L’État est mort. Il ne le sait pas encore, même si, confondant l’être et le faire, il fait semblant de survivre, comme ces vieux qui pensent pouvoir exister un peu plus longtemps à condition d’agir de moins en moins.

L'État a perdu sa raison d’être, qui est non de « changer la vie », slogan des socialistes de 1981, mais de régler, en mieux si possible, les conditions dans lesquelles vivent les hommes. « Que faire ? », se demandait Lénine. Ce devrait être la question des politiques : que faire par l’État et qu’est-ce que l’État ne doit pas faire ? Que faire dans l’État pour le rendre fort et efficace là où il est légitime et nécessaire ? Or, on observe sur ces deux plans une dégradation constante de la volonté politique. Aux débuts de la Ve République, l’État n’avait pas renoncé à agir. Il était encore un faire. Aujourd’hui, il n’est plus qu’un dire. Sa raison d’être était naguère de faire qu’il y ait une société. Aujourd’hui, il semble que sa seule visée soit qu’il n’y ait plus de société, plus de citoyens, à peine des individus. Son idéal serait qu’il n’y ait que des enfants.
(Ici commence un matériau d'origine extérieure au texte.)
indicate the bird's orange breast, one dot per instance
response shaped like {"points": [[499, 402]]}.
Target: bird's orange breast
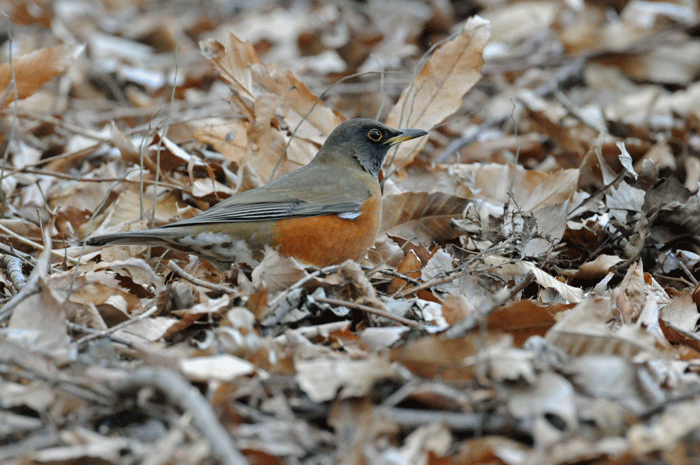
{"points": [[329, 240]]}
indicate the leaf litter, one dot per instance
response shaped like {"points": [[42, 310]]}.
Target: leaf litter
{"points": [[533, 294]]}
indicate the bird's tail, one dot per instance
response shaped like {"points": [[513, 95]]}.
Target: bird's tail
{"points": [[144, 237]]}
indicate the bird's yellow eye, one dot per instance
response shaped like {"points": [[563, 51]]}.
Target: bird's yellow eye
{"points": [[374, 135]]}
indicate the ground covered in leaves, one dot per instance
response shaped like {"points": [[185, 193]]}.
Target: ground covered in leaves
{"points": [[532, 297]]}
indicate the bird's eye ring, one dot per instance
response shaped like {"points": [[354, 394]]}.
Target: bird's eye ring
{"points": [[374, 135]]}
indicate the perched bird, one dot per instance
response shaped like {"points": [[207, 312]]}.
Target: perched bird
{"points": [[322, 214]]}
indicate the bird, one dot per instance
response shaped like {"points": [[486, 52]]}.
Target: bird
{"points": [[322, 214]]}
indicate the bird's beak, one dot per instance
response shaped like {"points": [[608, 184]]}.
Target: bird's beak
{"points": [[404, 135]]}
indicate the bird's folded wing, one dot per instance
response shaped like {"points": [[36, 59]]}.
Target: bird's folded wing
{"points": [[264, 211]]}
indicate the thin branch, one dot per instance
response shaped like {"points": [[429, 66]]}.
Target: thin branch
{"points": [[367, 309], [181, 393]]}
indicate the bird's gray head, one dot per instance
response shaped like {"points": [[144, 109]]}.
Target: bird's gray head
{"points": [[365, 140]]}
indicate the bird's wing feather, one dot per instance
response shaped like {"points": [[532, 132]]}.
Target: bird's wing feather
{"points": [[288, 197]]}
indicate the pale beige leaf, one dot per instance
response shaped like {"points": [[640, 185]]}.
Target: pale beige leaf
{"points": [[682, 312], [444, 79], [522, 268], [37, 68], [585, 330], [277, 272], [628, 297]]}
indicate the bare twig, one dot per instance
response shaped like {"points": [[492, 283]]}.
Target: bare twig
{"points": [[488, 423], [107, 332], [181, 393], [13, 265], [199, 282], [465, 325], [33, 244]]}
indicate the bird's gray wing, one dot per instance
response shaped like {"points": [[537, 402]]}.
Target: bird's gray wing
{"points": [[291, 196]]}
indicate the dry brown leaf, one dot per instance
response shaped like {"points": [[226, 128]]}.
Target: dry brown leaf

Le pourquoi était jusqu’ici le mode d’interrogation de la politique. Aujourd’hui, c’est le pourquoi pas ? Pourquoi telle ou telle mesure ? Les politiques répondaient : « Parce que c’est souhaitable. » Maintenant, les plus sots répondent : « Parce que c’est possible », et les plus pervers : « Pourquoi pas ? » Les forces politiques, droite et gauche confondues, ne résistent pas individuellement et collectivement au plaisir de jouer à l’enfant tout-puissant.

Perversion démocratique

On assiste à une perversion démocratique de la loi républicaine. Alors que la loi était jusqu’ici ce qui, limitant la liberté, la rendait possible, aujourd’hui, la loi devient l’instrument d’une liberté partielle pour interdire l’expression d’autres libertés partielles. L’extension de l’individualisme démocratique au domaine de la norme et de la loi se traduit par une sorte d’inversion ou de perversion complète des valeurs de la liberté et de la contrainte. La loi se privatise. Or, une loi privée est une contradiction dans les termes, puisque la loi est « l’expression de la volonté générale ».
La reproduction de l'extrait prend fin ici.